I can honestly say (from experience) that needing to shit in a job interview dramatically decreases your; (a) ability to perform, (b) interaction skills and (c) charm. Unless you’re an aspiring test dummy for Imodium, you really want to hope you haven’t got the shits (literally) when you roll into your potential future place of work. From an employers standpoint, there must be something awkward and uncomfortable about interviewing a person who’s fidgety and rushed nature is only outweighed by their intensely groaning stomach. In the only 15 minutes of the whole day you needed to keep free, you’ll find it pretty damn hard to take a timeout to massacre their toilet. On top of this, the formal setting makes it sort of impossible to let the recruitment manager know you’re about to blow. If this is the opportunity of a lifetime, or you’re simply flat fucking broke, you can’t afford to screw this up, so get those cheeks clenched and focus on the prize!
My experience in this relatively unpleasant realm came in late 2011 during an interview with a local energy provider. The role wasn’t something life changing, but it was set to pay my bills as an aspiring alcoholic who lived out of home. The night before, I’d met up with some friends and indulged in some spicy Mexican, a choice that would inevitably come back to bite me. Waking up with an hour to spare, I immediately became aware of my stomachs instability. By the time I got to the job interview, it felt like a burrito was about to burst out of my ass. There was so much pressure building up down there, I felt like I was about a half-pound of force away from plastering the waiting room with a patented, digested Mad Mex feast. By the time I was called in for my turn, something had to be done. On the walk down the mundane hall toward the interview room I decided to excrete small amounts of gas periodically to ease my now painful abdomen. I figured it would trail behind me, but within moments the hallway smelt like an unsanitary shit stained kitchen in Mexico City. ‘This was bad’ I thought to myself.
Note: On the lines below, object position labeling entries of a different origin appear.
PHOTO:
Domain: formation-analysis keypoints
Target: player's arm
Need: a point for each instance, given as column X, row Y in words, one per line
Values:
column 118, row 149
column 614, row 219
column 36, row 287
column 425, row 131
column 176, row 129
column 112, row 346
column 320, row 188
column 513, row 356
Sitting down and answering questions in a job interview can be unpleasant in ideal circumstances, but when you feel like your stomachs reached a toxic level via spicy salsa – its the worst thing in the world. As sweat built up on my brow and I threw down one word answers to even the most complex questions, the last thing I was thinking about was employment. If I got out of the interview with my pants intact, it was going to be a successful day. “Are you feeling ok?” Kevin asked, a comfortably relaxed man in his mid forties who was obviously aware something was up. “Yep” I replied, clenching harder than a petite male model in a prison. At that very moment, almost on cue, I had farted. I’m not sure if it was loud enough for him to hear, but I knew the room was about 3 seconds away from being declared radioactive. I saw the light at the end of the tunnel, as he was seemingly rounding up the interview, but it was too late. The smell was so bad my nostrils were burning and anything short of Kevin having an Airwick candle up his nose meant that he was probably going through the same issues. “Thanks for your time” he said. I don’t think I even replied. I fled the room like my life were in jeopardy.
To no surprise, I never got a call back from Kevin. As a matter of fact, if the stayed in that room any longer, he may very well have died.